“When was this stored” vs “when did it happen”
Over on his weblog, Chris Siebenmann talks about metadata in file based websites:
In a file based website engine, any form of metadata that you can’t usefully commit into common version control systems is a mistake.
This is part of a class of mistake I’ve variously made or run into in a number of contexts.
A prominent example that comes to mind is an application I work on which tracks records of some kind, and in one place, users enter “number of X for the thing recorded here” as data points over time. Originally the point in time used for a data point was the time of entry of the data point. At some point I realised that this was a mistake: the point in time at which the number of X was Y is not the same as the point in time at which that fact was recorded in our system. Among other things, treating them the same means you cannot enter “number of X” data points after the fact (such as when newly capturing a record retroactively). One is metadata about a real-world event, the other is metadata about the usage of our application to record that real-world event.
So the generalised principle goes maybe something like this:
Metadata about a storage entity should not be confused with metadata about whatever the payload of that storage entity represents.

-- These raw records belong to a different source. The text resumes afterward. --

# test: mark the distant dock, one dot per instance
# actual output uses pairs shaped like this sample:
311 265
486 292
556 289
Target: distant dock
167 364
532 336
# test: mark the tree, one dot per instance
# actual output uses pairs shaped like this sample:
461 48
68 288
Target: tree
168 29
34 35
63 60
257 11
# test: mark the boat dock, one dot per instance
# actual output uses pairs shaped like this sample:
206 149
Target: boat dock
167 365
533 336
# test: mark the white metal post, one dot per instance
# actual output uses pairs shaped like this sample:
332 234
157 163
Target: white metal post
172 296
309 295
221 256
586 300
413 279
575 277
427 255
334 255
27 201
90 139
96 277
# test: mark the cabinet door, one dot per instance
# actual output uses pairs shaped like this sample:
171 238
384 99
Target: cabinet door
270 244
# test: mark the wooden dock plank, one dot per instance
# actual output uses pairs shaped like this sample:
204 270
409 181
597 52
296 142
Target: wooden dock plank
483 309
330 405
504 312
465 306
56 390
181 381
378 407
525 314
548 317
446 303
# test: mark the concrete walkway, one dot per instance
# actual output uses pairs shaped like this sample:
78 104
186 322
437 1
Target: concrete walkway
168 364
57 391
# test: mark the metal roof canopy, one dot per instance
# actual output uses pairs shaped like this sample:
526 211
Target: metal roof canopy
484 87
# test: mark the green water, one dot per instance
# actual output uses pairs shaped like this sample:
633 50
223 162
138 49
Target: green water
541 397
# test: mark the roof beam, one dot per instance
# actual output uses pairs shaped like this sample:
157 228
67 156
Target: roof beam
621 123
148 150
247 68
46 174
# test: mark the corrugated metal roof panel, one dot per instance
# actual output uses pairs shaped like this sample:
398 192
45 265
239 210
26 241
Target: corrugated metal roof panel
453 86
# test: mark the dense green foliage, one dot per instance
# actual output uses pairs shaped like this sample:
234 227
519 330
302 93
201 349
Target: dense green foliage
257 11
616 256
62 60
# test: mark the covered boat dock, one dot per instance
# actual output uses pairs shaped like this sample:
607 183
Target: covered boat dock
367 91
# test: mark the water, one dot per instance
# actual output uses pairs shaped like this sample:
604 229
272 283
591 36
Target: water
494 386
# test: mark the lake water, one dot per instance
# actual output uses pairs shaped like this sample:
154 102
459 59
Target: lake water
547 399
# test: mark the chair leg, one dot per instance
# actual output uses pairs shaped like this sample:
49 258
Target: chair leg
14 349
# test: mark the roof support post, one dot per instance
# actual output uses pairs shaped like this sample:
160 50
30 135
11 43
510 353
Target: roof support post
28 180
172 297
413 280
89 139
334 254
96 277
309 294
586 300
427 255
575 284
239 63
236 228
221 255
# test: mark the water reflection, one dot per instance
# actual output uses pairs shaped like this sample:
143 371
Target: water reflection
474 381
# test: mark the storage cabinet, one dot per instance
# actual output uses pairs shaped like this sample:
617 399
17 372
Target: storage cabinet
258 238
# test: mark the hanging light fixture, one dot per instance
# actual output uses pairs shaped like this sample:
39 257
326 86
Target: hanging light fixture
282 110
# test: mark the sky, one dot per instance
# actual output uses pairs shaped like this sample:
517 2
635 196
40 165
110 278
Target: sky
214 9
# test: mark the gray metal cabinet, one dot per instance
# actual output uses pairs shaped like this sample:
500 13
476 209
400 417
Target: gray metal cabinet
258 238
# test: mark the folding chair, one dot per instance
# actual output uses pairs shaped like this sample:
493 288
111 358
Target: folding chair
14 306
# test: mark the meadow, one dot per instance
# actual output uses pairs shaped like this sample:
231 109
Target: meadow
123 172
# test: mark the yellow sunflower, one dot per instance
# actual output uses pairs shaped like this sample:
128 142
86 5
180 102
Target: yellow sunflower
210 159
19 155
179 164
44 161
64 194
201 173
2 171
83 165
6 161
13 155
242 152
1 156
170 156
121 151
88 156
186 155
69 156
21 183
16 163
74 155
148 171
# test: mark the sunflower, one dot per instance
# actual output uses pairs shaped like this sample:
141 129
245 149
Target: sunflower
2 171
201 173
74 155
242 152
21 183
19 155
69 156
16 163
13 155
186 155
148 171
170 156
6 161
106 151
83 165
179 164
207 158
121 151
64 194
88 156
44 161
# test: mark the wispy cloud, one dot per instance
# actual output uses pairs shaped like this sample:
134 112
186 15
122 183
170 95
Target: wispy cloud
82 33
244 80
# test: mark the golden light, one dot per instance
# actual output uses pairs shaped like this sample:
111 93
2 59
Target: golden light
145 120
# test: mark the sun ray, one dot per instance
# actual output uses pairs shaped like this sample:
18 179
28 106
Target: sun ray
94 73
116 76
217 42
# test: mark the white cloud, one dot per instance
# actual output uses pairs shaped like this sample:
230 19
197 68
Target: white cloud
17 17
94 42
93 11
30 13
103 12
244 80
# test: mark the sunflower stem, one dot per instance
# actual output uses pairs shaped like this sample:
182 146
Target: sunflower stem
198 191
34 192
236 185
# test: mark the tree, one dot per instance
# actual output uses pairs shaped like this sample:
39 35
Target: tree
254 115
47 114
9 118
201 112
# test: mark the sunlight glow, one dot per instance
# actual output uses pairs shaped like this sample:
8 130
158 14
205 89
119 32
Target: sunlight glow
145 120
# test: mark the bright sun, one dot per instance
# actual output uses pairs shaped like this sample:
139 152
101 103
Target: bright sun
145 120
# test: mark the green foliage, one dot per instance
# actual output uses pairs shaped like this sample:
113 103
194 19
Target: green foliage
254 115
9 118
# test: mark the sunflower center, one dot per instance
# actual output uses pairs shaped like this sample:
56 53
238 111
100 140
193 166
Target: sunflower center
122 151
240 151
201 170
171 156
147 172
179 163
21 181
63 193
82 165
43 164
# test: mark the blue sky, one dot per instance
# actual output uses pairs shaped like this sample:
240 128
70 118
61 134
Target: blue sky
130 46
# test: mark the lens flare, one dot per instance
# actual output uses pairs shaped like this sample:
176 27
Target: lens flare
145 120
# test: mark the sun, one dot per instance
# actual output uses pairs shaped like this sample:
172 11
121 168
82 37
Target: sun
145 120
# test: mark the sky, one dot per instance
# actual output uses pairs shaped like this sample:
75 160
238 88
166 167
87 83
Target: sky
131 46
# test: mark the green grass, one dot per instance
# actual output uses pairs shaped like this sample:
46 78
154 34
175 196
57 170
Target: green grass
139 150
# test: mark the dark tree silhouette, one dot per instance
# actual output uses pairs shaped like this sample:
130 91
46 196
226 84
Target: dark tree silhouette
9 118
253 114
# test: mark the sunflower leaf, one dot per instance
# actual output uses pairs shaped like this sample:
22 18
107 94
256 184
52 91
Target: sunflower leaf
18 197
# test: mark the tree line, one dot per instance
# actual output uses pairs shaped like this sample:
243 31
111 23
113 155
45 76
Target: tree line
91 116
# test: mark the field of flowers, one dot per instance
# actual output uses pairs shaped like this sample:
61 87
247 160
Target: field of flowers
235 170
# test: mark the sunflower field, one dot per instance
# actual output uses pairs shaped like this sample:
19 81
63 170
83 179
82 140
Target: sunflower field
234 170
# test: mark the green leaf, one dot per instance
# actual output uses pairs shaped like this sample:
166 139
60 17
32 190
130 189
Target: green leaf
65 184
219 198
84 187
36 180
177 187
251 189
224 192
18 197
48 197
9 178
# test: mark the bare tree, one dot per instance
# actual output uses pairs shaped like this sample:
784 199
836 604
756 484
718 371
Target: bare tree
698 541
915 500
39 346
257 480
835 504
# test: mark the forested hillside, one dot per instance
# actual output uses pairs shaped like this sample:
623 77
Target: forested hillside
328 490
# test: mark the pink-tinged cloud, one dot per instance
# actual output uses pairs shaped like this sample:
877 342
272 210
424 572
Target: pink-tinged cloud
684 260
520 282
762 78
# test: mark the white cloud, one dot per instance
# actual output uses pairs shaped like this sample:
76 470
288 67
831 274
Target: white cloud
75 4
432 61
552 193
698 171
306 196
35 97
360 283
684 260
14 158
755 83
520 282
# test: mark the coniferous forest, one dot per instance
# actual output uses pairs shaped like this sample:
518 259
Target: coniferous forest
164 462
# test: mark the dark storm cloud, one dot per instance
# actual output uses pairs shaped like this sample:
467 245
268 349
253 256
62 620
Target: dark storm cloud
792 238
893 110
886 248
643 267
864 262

These may (obviously) coincide but are nevertheless not the same thing. If an article is stored in a file, the creation date of the file just says when that article was saved into that file – not when the article was written. As long as the “writing an article” and “saving it into a file” actions are strongly bound to each other, these metadata will coincide so that it may seem attractive to treat one as the other. But once you introduce ways for them to diverge – such as adding a VCS to the mix, which creates/removes/modifies files without a corresponding article-writing/editing action – you have a problem.